Yes, inventory is considered a current asset.
Current assets or short-term assets are accounts that track what a company owns and expects to use within a year. And since inventory is intended to be sold within 12 months, it’s recorded as a current asset in the balance sheet.
But why is inventory sold within a year? Are there any exceptions to the rule?
That’s exactly what we will be answering in this guide, along with the accounting basics of inventory and current assets.
Read on to learn about:
- What Is Inventory?
- What Are Current Assets?
- Is Inventory a Current Asset?
- Frequently Asked Questions
- Automate Inventory Management
What Is Inventory?
Inventory, or merchandise, refers to all goods and services that a business offers for sale to its customers. A company’s inventory doesn’t just include the finished products, but also raw materials, and the work in progress.

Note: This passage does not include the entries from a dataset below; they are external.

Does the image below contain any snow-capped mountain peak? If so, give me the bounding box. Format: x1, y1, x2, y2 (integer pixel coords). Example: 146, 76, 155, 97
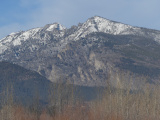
45, 23, 66, 31
0, 23, 66, 54
9, 32, 19, 36
68, 16, 140, 40
1, 16, 160, 86
88, 16, 133, 34
0, 27, 42, 54
1, 16, 160, 56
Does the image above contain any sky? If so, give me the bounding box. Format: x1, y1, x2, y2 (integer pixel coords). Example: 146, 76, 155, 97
0, 0, 160, 39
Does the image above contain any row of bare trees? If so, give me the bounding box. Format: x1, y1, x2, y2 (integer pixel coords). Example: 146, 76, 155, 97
1, 69, 160, 120
89, 69, 160, 120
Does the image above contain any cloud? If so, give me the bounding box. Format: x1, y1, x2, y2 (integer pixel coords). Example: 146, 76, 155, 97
27, 0, 160, 28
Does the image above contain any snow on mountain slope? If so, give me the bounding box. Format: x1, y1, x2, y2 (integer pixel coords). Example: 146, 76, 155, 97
67, 16, 160, 43
0, 28, 41, 54
46, 23, 66, 31
1, 16, 160, 55
0, 23, 66, 54
12, 28, 41, 46
1, 16, 160, 86
68, 16, 141, 40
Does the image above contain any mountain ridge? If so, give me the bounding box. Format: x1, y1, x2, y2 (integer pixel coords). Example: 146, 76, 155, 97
1, 16, 160, 54
1, 16, 160, 86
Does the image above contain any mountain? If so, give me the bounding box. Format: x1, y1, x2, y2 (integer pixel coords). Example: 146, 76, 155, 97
0, 61, 106, 106
1, 16, 160, 86
0, 61, 51, 106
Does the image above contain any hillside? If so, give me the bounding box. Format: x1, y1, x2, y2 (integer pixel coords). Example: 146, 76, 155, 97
0, 16, 160, 86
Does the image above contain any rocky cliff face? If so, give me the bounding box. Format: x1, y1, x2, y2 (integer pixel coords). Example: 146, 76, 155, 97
1, 16, 160, 86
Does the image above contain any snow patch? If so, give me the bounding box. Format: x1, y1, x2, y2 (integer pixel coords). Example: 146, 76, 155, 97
9, 32, 18, 36
46, 23, 66, 31
12, 28, 41, 46
0, 44, 7, 54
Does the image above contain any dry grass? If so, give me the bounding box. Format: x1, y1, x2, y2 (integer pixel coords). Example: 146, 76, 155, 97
1, 90, 160, 120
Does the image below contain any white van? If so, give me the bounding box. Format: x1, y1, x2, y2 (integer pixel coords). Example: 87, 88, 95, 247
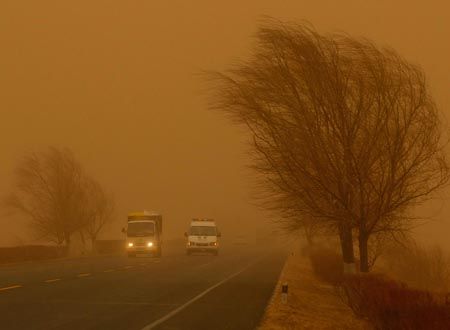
185, 218, 221, 256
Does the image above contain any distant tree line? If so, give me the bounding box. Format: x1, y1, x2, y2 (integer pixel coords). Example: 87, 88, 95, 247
210, 18, 449, 272
5, 147, 114, 254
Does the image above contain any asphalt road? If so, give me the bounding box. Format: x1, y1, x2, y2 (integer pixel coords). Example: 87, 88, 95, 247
0, 242, 286, 330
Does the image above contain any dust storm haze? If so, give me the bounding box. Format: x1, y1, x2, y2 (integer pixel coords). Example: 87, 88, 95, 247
1, 0, 449, 247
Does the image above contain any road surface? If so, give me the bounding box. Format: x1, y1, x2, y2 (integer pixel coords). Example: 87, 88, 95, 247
0, 242, 286, 330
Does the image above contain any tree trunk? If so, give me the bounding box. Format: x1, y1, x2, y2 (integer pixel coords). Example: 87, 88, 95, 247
359, 234, 369, 273
303, 226, 314, 246
339, 223, 355, 274
91, 237, 97, 254
79, 230, 86, 255
64, 232, 72, 256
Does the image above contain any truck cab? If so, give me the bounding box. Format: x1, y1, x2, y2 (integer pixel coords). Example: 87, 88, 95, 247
125, 211, 162, 257
185, 218, 220, 256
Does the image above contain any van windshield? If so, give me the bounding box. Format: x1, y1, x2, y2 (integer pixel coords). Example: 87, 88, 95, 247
127, 222, 155, 237
189, 226, 217, 236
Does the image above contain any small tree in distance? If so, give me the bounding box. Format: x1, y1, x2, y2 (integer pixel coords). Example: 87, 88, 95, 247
80, 178, 115, 253
209, 18, 449, 272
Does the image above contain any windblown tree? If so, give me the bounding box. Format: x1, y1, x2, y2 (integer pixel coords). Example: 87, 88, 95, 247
6, 148, 87, 247
5, 147, 115, 253
210, 19, 449, 272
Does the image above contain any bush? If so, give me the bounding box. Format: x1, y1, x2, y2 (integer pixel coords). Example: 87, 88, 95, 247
308, 246, 344, 284
384, 243, 450, 292
338, 274, 450, 329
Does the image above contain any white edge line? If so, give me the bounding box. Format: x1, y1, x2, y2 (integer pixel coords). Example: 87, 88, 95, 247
141, 257, 263, 330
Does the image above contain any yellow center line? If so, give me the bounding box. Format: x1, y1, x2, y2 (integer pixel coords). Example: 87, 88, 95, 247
77, 273, 91, 277
0, 285, 22, 292
44, 279, 61, 283
103, 269, 114, 273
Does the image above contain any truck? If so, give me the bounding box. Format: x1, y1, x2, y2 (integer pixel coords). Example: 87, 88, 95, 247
185, 218, 220, 256
124, 211, 162, 257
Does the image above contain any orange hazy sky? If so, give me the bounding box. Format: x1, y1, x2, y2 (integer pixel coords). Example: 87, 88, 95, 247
0, 0, 449, 247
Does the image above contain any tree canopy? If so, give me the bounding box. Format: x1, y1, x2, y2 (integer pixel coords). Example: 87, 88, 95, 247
210, 19, 449, 272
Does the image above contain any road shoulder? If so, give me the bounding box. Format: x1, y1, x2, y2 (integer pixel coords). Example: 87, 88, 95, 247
258, 251, 371, 330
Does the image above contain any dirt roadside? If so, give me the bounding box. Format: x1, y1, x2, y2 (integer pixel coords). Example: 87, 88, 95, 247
258, 250, 371, 330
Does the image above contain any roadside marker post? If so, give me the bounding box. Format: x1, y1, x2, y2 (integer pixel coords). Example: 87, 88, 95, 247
281, 282, 288, 304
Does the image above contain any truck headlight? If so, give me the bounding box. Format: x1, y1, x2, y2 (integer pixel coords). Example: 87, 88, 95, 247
147, 242, 153, 247
210, 242, 217, 246
128, 242, 133, 247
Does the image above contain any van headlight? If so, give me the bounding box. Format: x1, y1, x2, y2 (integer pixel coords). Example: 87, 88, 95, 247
147, 242, 153, 247
128, 242, 134, 247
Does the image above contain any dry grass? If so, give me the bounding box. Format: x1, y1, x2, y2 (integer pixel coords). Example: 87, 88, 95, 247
309, 246, 344, 285
259, 251, 371, 330
381, 243, 450, 293
260, 244, 450, 329
338, 273, 450, 330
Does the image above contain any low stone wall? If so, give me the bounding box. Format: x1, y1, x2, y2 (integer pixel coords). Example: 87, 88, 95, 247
0, 245, 66, 264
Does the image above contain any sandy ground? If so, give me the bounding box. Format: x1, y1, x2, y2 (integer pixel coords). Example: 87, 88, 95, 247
258, 251, 372, 330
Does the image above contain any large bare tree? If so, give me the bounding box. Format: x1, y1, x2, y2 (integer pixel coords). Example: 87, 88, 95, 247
5, 148, 87, 247
210, 19, 449, 272
5, 147, 115, 254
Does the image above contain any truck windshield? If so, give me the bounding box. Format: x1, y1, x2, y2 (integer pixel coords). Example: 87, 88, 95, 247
189, 226, 217, 236
127, 222, 155, 237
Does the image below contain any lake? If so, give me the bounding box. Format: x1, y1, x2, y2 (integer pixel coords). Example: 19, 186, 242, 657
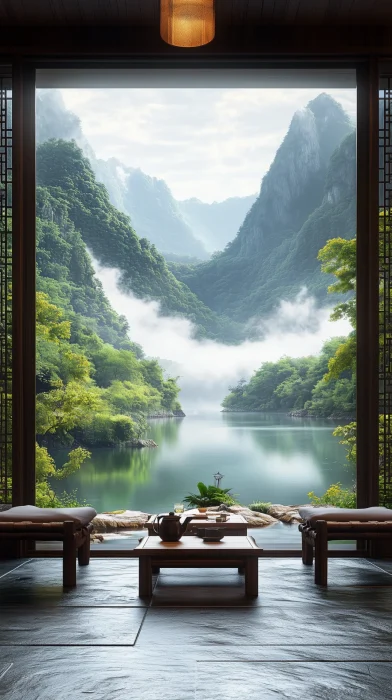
52, 412, 354, 513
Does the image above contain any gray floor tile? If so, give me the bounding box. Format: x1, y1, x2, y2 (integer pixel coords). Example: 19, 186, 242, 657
0, 559, 31, 579
0, 607, 146, 646
138, 604, 392, 647
0, 559, 151, 607
0, 554, 391, 700
196, 661, 392, 700
152, 569, 392, 610
369, 559, 392, 575
0, 648, 195, 700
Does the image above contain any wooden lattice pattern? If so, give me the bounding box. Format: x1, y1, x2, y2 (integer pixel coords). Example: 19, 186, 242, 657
0, 79, 12, 504
379, 78, 392, 506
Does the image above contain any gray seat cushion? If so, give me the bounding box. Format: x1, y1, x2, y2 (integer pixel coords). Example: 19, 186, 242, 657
0, 505, 97, 527
299, 506, 392, 524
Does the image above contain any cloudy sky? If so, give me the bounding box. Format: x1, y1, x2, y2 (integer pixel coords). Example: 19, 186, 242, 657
61, 87, 356, 203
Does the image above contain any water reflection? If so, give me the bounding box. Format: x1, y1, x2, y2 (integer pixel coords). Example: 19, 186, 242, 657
52, 413, 353, 513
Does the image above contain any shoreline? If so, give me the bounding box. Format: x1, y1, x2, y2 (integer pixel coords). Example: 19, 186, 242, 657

Since inventory is a current asset account, it’s recorded in the balance sheet of the business, along with liabilities and owner’s equity.
Every business owner tries to forecast consumer demand to their best ability, to avoid both the excess or lack of inventory.

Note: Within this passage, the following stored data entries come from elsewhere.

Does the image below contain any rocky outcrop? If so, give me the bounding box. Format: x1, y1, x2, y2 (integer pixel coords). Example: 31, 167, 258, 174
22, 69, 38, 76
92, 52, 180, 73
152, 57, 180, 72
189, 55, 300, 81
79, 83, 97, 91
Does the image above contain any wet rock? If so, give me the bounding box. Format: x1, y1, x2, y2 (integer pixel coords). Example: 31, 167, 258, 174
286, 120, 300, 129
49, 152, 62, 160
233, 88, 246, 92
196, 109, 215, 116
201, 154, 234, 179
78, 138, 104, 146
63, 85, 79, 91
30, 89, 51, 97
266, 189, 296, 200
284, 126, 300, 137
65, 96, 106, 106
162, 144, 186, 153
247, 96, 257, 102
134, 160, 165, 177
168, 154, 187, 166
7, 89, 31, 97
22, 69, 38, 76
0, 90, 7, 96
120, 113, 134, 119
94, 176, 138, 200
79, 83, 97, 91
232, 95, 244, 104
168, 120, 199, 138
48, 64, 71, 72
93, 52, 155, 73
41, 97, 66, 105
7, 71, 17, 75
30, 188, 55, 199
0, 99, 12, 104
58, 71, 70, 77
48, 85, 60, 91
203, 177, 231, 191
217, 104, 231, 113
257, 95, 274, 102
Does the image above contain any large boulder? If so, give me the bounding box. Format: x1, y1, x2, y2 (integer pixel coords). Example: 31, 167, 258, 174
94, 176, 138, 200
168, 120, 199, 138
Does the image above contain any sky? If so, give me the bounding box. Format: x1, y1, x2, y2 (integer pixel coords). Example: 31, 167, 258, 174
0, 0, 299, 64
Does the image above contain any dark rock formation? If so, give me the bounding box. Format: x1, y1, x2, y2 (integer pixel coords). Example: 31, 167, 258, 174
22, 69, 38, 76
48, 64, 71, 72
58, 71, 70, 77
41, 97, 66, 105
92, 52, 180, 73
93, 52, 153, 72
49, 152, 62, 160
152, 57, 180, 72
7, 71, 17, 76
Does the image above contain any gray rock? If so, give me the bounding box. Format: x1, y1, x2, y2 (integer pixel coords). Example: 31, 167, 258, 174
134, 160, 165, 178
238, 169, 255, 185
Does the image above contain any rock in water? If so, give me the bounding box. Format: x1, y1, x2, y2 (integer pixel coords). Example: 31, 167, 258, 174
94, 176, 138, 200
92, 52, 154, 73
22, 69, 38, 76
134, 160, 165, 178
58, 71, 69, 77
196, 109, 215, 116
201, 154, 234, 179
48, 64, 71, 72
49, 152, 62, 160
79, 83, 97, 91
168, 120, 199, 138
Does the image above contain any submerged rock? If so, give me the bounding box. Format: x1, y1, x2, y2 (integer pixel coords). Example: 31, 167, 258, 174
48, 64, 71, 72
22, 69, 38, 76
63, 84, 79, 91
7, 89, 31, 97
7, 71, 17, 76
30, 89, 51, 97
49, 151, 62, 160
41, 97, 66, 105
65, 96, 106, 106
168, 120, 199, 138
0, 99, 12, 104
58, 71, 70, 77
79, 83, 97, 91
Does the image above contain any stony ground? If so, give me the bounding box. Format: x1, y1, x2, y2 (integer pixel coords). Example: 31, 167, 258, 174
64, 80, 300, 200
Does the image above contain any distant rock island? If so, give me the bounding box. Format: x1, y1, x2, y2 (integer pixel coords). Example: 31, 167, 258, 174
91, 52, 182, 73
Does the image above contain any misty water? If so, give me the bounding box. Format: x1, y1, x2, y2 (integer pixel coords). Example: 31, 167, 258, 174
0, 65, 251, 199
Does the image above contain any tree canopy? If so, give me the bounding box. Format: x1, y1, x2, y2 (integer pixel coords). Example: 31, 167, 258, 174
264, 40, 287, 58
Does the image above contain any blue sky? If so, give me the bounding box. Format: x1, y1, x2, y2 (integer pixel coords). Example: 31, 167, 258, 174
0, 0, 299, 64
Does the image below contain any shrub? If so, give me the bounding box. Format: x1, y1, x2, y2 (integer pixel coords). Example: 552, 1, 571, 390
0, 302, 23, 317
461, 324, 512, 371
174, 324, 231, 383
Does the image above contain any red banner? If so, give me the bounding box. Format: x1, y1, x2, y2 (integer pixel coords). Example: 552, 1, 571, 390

Do you want to learn how to properly manage inventory, and accurately evaluate your stock? Check out our complete guide to inventory management.
Types of Inventory
As we briefly mentioned, inventory is made up of three main categories: raw materials, work in progress, and the final product.
Raw materials can be commodities such as fabrics, steel, or lumber, or components such as electric motors, wire or microchips, that businesses (extract or) purchase to produce goods.

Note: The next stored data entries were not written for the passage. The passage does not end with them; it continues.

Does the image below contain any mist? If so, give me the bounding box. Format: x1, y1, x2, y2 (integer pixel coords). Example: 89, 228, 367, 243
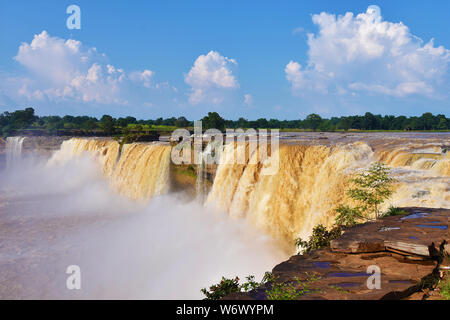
0, 154, 285, 299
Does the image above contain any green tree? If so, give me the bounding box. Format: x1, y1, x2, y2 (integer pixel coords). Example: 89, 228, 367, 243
437, 118, 448, 130
419, 112, 434, 130
236, 117, 248, 129
202, 112, 226, 131
295, 225, 342, 254
175, 116, 189, 127
340, 117, 351, 131
6, 107, 36, 130
83, 119, 98, 131
335, 162, 396, 226
363, 112, 377, 130
100, 115, 115, 135
304, 114, 322, 131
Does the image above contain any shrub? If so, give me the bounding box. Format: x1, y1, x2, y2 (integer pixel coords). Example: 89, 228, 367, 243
266, 273, 321, 300
295, 224, 342, 254
383, 206, 407, 217
335, 205, 364, 227
201, 277, 241, 300
201, 274, 267, 300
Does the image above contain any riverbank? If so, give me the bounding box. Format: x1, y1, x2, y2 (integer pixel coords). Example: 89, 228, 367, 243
225, 207, 449, 300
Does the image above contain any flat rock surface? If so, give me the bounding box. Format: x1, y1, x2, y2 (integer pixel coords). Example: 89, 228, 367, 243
226, 207, 449, 300
331, 207, 449, 256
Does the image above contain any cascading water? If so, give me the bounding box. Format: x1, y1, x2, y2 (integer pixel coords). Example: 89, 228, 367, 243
206, 142, 374, 251
48, 138, 120, 177
44, 136, 450, 252
0, 137, 284, 299
196, 142, 216, 204
110, 143, 171, 200
1, 133, 449, 298
5, 137, 25, 168
48, 138, 172, 201
206, 139, 450, 252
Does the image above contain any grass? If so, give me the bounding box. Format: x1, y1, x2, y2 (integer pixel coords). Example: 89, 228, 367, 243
383, 206, 408, 217
329, 285, 350, 293
439, 273, 450, 300
126, 123, 178, 132
266, 273, 321, 300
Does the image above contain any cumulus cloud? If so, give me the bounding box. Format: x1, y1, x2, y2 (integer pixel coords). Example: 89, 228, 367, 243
129, 70, 155, 88
286, 5, 450, 98
12, 31, 156, 104
185, 51, 238, 105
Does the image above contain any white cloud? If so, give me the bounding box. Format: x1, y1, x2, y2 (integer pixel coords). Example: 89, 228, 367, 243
12, 30, 156, 104
243, 93, 253, 106
286, 5, 450, 98
292, 27, 304, 35
129, 70, 155, 88
185, 51, 238, 105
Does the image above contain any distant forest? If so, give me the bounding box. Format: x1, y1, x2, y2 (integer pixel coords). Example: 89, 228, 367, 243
0, 107, 449, 137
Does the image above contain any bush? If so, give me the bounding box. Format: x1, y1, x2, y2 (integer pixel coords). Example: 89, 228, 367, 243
266, 279, 306, 300
201, 275, 264, 300
266, 273, 321, 300
295, 224, 342, 254
335, 205, 364, 227
201, 277, 241, 300
383, 206, 407, 217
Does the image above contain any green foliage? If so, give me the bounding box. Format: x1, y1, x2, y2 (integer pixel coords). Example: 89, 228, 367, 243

For example, a manufacturing company might need precious metals and steel as raw materials, whereas a bakery would need flour and eggs, and so on.
Work in progress refers to all products that are not yet finished or fit for sale. Take the unassembled parts of a bicycle, or unbaked pottery, or a garment half-sewn as examples of work in progress.
Finished Goods are products that are ready and fit to sell. This can be anything from a bag of chips to an expensive sports car.
If you want to know more about the different inventory expenses for small businesses, head over to our guide on 5 Types of Inventory Costs.
What Are Current Assets?
Current assets include all assets expected to either be sold or used within a one year time period. Since they’re expected to be used soon, current assets are often referred to as short-term assets.
A business needs short-term assets in order to run its daily operations and make invoice payments on time.
Some common examples of current assets include:
- Cash and cash equivalents,
- Accounts receivable,
- Prepaid expenses,
- Marketable services, and
Current Assets vs Non-Current Assets
Any asset that has a useful life of over a year is considered a non-current asset.
Unlike current assets, non-current ones aren’t so easy to convert into cash, since they are used for a longer time period.
They include items such as:
- Trademarks and patents
Is Inventory a Current Asset?
Businesses put inventory for sale with a reasonable expectation that it will be sold within the next year. That’s why inventory is listed under current assets.
However, there may be cases when some inventory goes unsold, as there’s only so much you can do to predict customer demand, shipment delays, and other challenges.
This excess in merchandise results in a loss in revenue and a disturbed cash flow for the business, as the product might spoil, become less fashionable, or its technology might become outdated.
Nevertheless, inventory is again considered a current asset, since its useful life doesn’t exceed one year.
Frequently Asked Questions
#1. Is Inventory a Fixed Asset?
Inventory can’t be a fixed asset, since it’s expected to be converted into money within a year. Fixed assets provide benefits for a business for longer than one accounting period (which matches the fiscal year in duration).
Fixed assets include large equipment, buildings, land, plant, etc.
#2. Is Inventory a Debit or a Credit?
Inventory is a current asset with a normal debit balance.
That means that an increase in inventory will result in a debit entry, whereas a decrease will be recorded as a credit.
For more information on debit and credit entries check out our guide to double-entry bookkeeping for small businesses.
#3. How Do I Calculate Inventory?
One way to calculate inventory at the end of the year is by using the following formula:
Ending Inventory = Beginning Inventory + Purchases - Cost of Goods Sold
#4. How Do I Calculate Current Assets?
Current assets are pretty straightforward to calculate, all you have to do is add up all of the balances of the current assets account.
As a formula, that would look like this:
Current assets = Cash + Cash Equivalents + Inventory + Accounts Receivable + Marketable Securities + Prepaid Expenses + Other Current Assets
Automate Inventory Management
Use inventory management software like Deskera to track your stock levels in real-time, and establish an efficient inventory management system for your business.
Give the software a try right away, with our completely free trial.
And that’s a wrap! We hope our guide was helpful in answering your questions.
To recap, inventory is purchased or produced with the intent of being sold to customers, within a short timespan.
And since current assets are items meant to be used or sold within a year, inventory is considered a current asset.